Conventional marketing wisdom holds that predicting success in cultural markets is mostly a matter of anticipating the preferences of the millions of individual people who participate in them. From this common-sense observation, it follows that if the experts could only figure out what it was about, say, the music, songwriting and packaging of Norah Jones that appealed to so many fans, they ought to be able to replicate it at will. And indeed that’s pretty much what they try to do. That they fail so frequently implies either that they aren’t studying their own successes carefully enough or that they are not paying sufficiently close attention to the changing preferences of their audience.

The common-sense view, however, makes a big assumption: that when people make decisions about what they like, they do so independently of one another. But people almost never make decisions independently — in part because the world abounds with so many choices that we have little hope of ever finding what we want on our own; in part because we are never really sure what we want anyway; and in part because what we often want is not so much to experience the “best” of everything as it is to experience the same things as other people and thereby also experience the benefits of sharing.
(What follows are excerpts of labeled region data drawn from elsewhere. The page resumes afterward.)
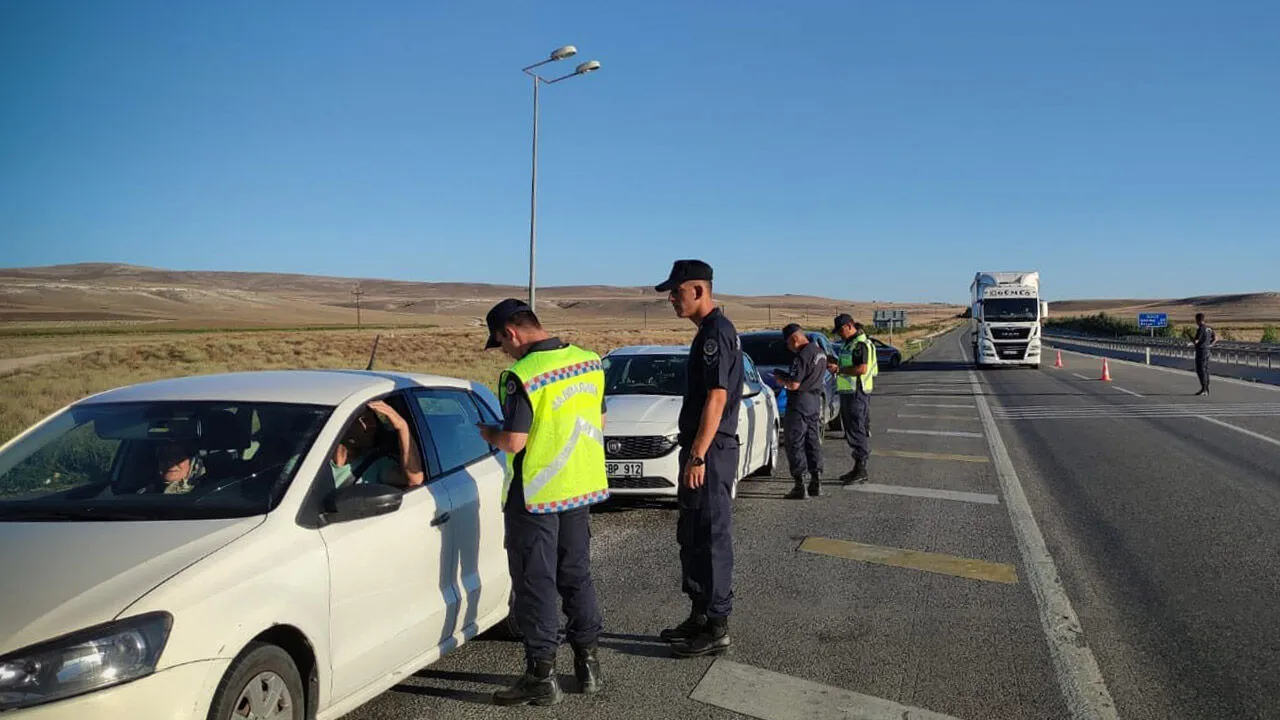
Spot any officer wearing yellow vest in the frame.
[827,313,879,486]
[480,299,609,706]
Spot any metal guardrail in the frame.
[1043,332,1280,370]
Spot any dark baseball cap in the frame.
[654,260,712,292]
[484,297,534,350]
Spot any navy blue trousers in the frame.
[676,436,739,618]
[506,488,602,660]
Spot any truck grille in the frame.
[609,478,675,489]
[996,342,1027,360]
[604,436,676,460]
[991,328,1032,340]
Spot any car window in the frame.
[0,401,330,520]
[415,388,494,475]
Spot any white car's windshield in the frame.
[604,355,689,396]
[0,402,332,521]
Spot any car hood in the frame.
[604,395,684,425]
[0,518,262,655]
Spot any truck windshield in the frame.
[982,297,1039,323]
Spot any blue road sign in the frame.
[1138,313,1169,328]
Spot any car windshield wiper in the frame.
[0,505,157,523]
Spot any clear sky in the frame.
[0,0,1280,301]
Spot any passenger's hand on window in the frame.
[367,400,408,429]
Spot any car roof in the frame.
[608,345,689,357]
[79,370,471,406]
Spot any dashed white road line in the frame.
[1196,415,1280,445]
[956,334,1119,720]
[884,428,982,438]
[905,402,973,407]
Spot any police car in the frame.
[0,370,511,720]
[603,345,781,497]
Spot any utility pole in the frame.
[351,283,365,331]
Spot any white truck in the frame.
[969,272,1048,368]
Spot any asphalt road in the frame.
[347,333,1280,720]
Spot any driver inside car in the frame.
[138,441,205,495]
[329,400,425,488]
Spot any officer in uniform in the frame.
[480,299,609,705]
[773,323,827,500]
[655,260,742,657]
[1193,313,1217,395]
[827,313,879,486]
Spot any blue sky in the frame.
[0,0,1280,301]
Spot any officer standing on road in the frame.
[480,299,609,705]
[655,260,742,657]
[1194,313,1217,395]
[773,323,827,500]
[827,313,879,486]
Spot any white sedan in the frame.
[0,370,511,720]
[604,345,781,496]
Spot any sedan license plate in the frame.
[604,462,644,478]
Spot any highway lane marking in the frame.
[689,657,957,720]
[1062,350,1280,391]
[884,428,982,438]
[897,413,978,423]
[800,536,1018,584]
[1197,415,1280,446]
[872,450,991,462]
[956,334,1119,720]
[905,402,974,407]
[845,483,1000,505]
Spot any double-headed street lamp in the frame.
[524,45,600,309]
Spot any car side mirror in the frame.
[321,483,404,525]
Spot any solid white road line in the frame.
[1197,415,1280,445]
[884,428,982,437]
[847,483,1000,505]
[689,657,956,720]
[956,330,1119,720]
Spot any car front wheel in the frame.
[209,642,306,720]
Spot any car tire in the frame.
[209,642,307,720]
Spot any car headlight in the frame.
[0,612,173,711]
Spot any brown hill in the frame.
[0,263,960,328]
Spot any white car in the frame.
[0,370,511,720]
[603,345,781,497]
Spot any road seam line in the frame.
[956,327,1120,720]
[884,428,982,438]
[1196,415,1280,445]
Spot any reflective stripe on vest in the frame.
[498,345,609,514]
[836,333,879,392]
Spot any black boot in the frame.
[783,478,804,500]
[493,660,564,706]
[854,460,869,483]
[658,612,707,643]
[672,618,733,657]
[573,644,603,694]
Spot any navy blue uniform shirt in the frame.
[680,307,742,447]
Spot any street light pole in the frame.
[522,45,600,310]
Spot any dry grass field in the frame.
[0,317,962,442]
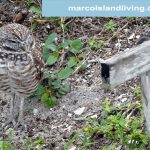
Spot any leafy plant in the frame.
[0,128,45,150]
[106,20,116,32]
[34,33,84,107]
[88,38,107,49]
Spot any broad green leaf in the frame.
[68,57,77,68]
[58,67,73,80]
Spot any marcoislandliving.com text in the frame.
[68,5,150,13]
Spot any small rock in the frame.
[74,107,85,115]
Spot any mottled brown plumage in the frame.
[0,23,45,126]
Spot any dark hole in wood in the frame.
[101,63,110,83]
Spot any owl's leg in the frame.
[3,94,16,127]
[14,97,26,128]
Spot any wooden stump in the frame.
[141,71,150,137]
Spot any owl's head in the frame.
[0,23,35,53]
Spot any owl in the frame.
[0,23,45,127]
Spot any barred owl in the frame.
[0,23,45,127]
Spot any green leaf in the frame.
[45,33,57,47]
[30,6,42,15]
[58,67,73,80]
[46,51,59,65]
[71,39,83,50]
[68,57,77,68]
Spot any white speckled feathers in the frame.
[0,23,44,97]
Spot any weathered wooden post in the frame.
[101,41,150,137]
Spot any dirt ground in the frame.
[0,0,150,150]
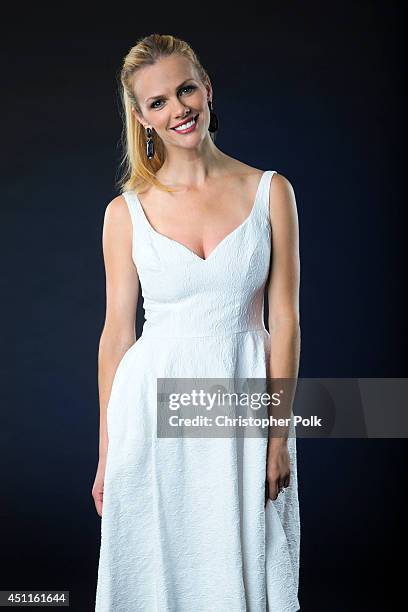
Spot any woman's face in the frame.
[133,55,212,149]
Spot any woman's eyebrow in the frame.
[145,79,193,103]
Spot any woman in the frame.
[92,34,300,612]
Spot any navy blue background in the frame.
[0,2,407,612]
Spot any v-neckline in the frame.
[133,170,268,264]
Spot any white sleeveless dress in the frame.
[95,170,300,612]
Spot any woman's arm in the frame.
[98,196,139,457]
[268,174,300,499]
[92,196,139,515]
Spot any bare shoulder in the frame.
[269,172,297,219]
[105,195,129,223]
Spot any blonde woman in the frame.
[92,34,300,612]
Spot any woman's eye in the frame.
[180,85,194,91]
[151,85,195,108]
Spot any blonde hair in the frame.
[117,34,215,193]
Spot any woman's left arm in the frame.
[265,173,300,503]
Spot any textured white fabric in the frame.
[95,170,300,612]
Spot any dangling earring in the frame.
[146,128,154,159]
[208,100,218,132]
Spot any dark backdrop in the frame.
[0,2,407,612]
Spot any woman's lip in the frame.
[171,113,200,131]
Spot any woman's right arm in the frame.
[92,196,139,516]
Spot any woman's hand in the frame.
[92,457,106,516]
[265,438,290,507]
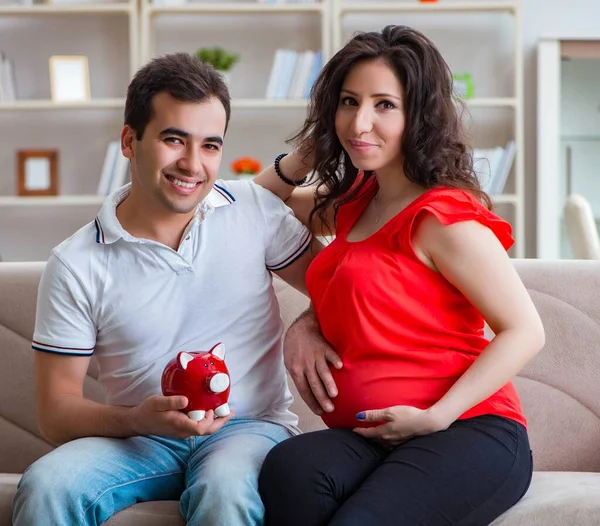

There’s nothing wrong with these tendencies. Ultimately, we’re all social beings, and without one another to rely on, life would be not only intolerable but meaningless. Yet our mutual dependence has unexpected consequences, one of which is that if people do not make decisions independently — if even in part they like things because other people like them — then predicting hits is not only difficult but actually impossible, no matter how much you know about individual tastes.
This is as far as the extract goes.